Alan Cowen (35:27.362)
I was honestly, I was worried. I don't know this as recent. I in the last few years, I was more worried about traditional conceptions of AI risk than I am now. Some people have gone in the opposite direction. And the reason for that is because of, I've realized that intelligence is not magic. It's not something you can like code in intelligence. Intelligence is just learning. That's all intelligence is. And the other thing I've realized is that learning is really constrained by data and compute.

And so we're not going to suddenly get super intelligence. It's going to happen through a scaling process that we can observe and test where you put more data in or you put more compute in or both. And the thing learns more and all you can do to control the efficiency of learning is make the algorithm more efficient. But I think the learning algorithms are already somewhat efficient. There may be like 20 to 25 % there for most tasks.

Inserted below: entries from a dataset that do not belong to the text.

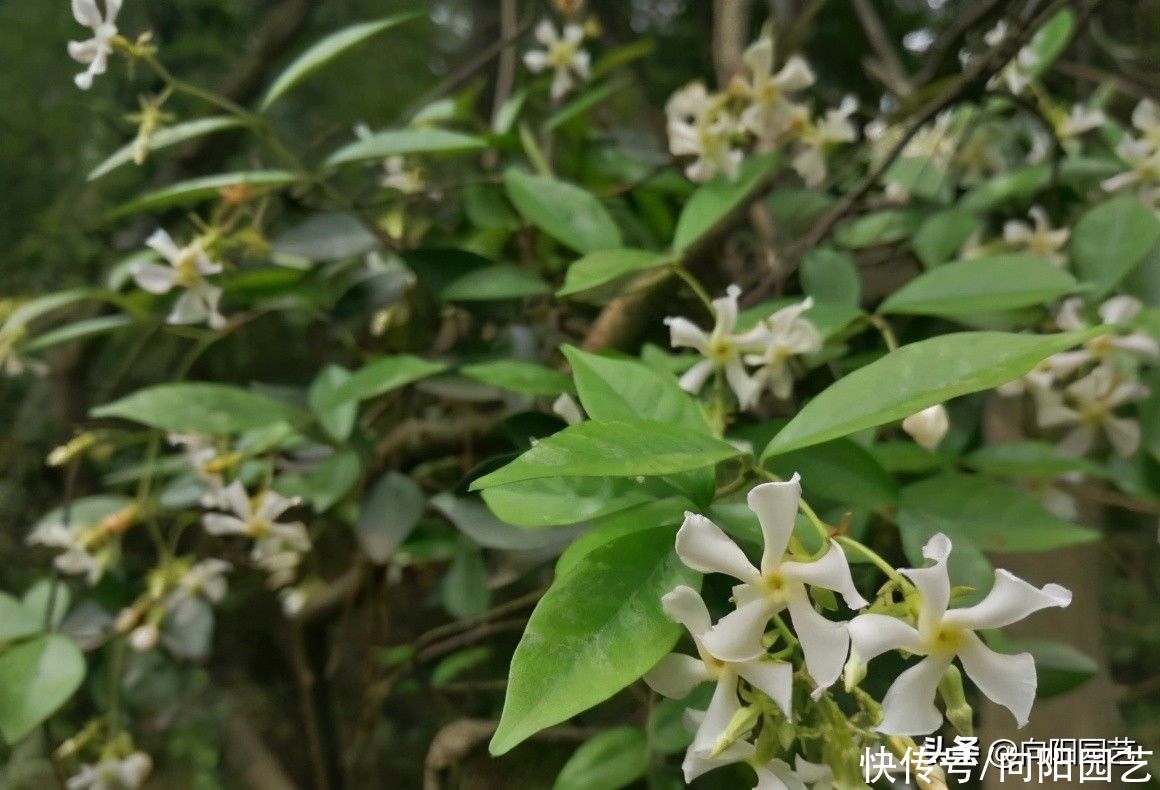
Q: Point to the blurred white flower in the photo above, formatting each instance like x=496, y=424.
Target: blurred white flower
x=944, y=633
x=928, y=426
x=777, y=585
x=562, y=53
x=1039, y=238
x=96, y=50
x=722, y=348
x=187, y=269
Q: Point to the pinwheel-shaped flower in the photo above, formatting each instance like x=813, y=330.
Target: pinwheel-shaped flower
x=562, y=53
x=722, y=347
x=777, y=585
x=96, y=50
x=944, y=633
x=676, y=675
x=187, y=268
x=783, y=335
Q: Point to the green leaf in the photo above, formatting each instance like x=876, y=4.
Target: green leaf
x=389, y=514
x=164, y=138
x=1029, y=458
x=196, y=190
x=400, y=142
x=564, y=211
x=1111, y=239
x=563, y=500
x=980, y=285
x=203, y=408
x=379, y=377
x=595, y=631
x=36, y=679
x=606, y=266
x=616, y=449
x=613, y=759
x=716, y=200
x=915, y=376
x=832, y=276
x=878, y=229
x=1019, y=183
x=498, y=281
x=941, y=236
x=336, y=421
x=517, y=376
x=327, y=50
x=840, y=471
x=990, y=515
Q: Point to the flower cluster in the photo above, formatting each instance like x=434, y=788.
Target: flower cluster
x=758, y=110
x=768, y=347
x=754, y=671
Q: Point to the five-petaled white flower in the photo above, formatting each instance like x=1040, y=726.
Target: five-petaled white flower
x=678, y=674
x=778, y=584
x=1042, y=239
x=783, y=335
x=944, y=633
x=722, y=347
x=1087, y=406
x=127, y=773
x=277, y=546
x=562, y=53
x=96, y=50
x=187, y=269
x=771, y=113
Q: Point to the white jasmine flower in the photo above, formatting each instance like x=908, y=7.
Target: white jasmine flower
x=771, y=113
x=96, y=50
x=835, y=128
x=1087, y=407
x=113, y=774
x=676, y=675
x=277, y=546
x=188, y=268
x=778, y=584
x=562, y=53
x=1042, y=239
x=928, y=426
x=944, y=633
x=783, y=334
x=722, y=348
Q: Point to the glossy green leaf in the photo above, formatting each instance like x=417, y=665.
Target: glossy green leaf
x=164, y=138
x=572, y=216
x=209, y=187
x=829, y=275
x=607, y=266
x=401, y=142
x=615, y=449
x=327, y=50
x=36, y=679
x=990, y=515
x=1111, y=239
x=716, y=200
x=609, y=760
x=915, y=376
x=517, y=376
x=200, y=407
x=594, y=632
x=980, y=285
x=379, y=377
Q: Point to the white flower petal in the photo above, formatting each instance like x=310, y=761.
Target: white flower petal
x=1009, y=601
x=775, y=505
x=676, y=675
x=702, y=545
x=908, y=708
x=1006, y=680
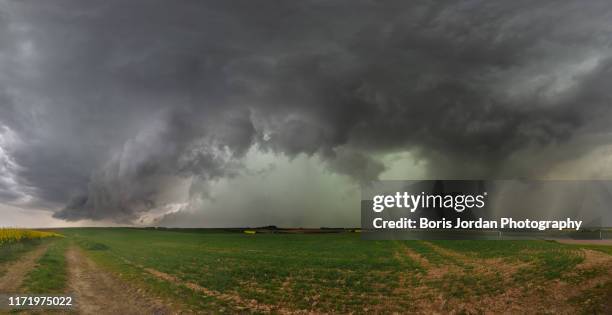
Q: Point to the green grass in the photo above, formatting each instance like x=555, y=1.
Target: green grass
x=50, y=274
x=324, y=273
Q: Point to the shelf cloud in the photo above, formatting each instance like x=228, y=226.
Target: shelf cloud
x=120, y=111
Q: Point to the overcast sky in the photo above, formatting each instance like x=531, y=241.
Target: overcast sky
x=235, y=113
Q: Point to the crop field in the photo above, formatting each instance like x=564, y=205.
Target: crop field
x=198, y=271
x=16, y=235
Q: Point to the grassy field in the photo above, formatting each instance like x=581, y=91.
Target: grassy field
x=341, y=273
x=201, y=271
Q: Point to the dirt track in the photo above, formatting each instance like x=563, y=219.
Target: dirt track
x=16, y=271
x=99, y=292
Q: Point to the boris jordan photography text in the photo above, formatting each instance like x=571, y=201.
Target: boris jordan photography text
x=445, y=209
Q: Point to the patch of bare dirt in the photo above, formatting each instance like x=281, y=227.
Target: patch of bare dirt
x=97, y=291
x=17, y=270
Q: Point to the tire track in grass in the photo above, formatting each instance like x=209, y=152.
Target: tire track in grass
x=97, y=291
x=240, y=303
x=546, y=296
x=17, y=270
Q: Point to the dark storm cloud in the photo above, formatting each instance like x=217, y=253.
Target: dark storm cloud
x=116, y=102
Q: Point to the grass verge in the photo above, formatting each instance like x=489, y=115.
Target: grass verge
x=50, y=274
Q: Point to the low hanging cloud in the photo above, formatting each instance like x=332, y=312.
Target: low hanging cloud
x=117, y=104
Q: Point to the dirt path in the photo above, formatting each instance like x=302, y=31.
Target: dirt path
x=96, y=291
x=16, y=271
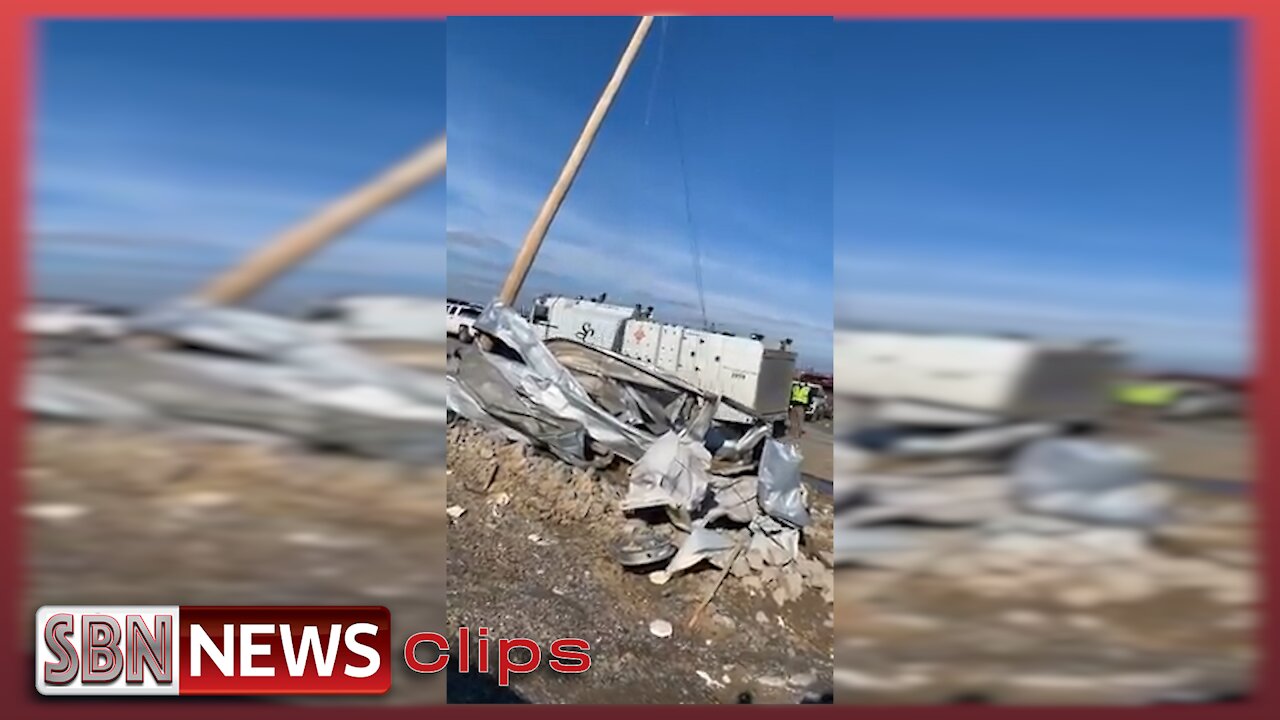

And at best things are going to learn four times faster, but we're still going to be constrained by the fact that we need trillions and trillions of tokens and we need a huge amount of flops, right, in order to actually get the thing to learn. And so we're not going to have runaway intelligence in a traditional sense.

Prateek Joshi (36:39.042)
What's your wildest AI prediction for the next 12 months?

Alan Cowen (36:43.83)
Wildest AI prediction for the next 12 months is that we're going to have, I mean, maybe this is my myopic view, but I do think we're going to have voice interfaces in a lot of different products. And, we had ChatGPT was like the first revolution and having text interfaces with the first revolution. But once people realize what voice interfaces are capable of doing in conjunction with a graphical user interface, we're going to see them take over.

Prateek Joshi (37:12.302)
All right, final question. What's your number one advice to founders who are starting out today?

Alan Cowen (37:19.458)
So I think that, well, one piece of advice is that any company you're gonna found today is in some sense an AI company, if it's scalable, if it is a technology company, there's lots of other plays that you can make, but if you're gonna start a tech company, I think in some sense it is an AI company at this point. And you should focus on what is going to be possible in six months with the, and really understand where the models are going. And that's sort of an essential thing to do.

because otherwise you're going to be building kind of to fill gaps that exist now that won't exist in six months and it'll take you six months to build it. And by the time you build it, the gap won't exist anymore. So you have to really make, you have to be much more predictive of like, macro trends than you used to have to be.

Prateek Joshi (38:06.518)
Yeah, that's fantastic advice and so good. So, Alan, first of all, thank you so much for sharing all this insight. Love the topic, love everything about these are hard learned insights. So thank you so much for coming onto the show and sharing it. Of course.

Alan Cowen (38:21.418)
Of course, yeah. Thanks for having me.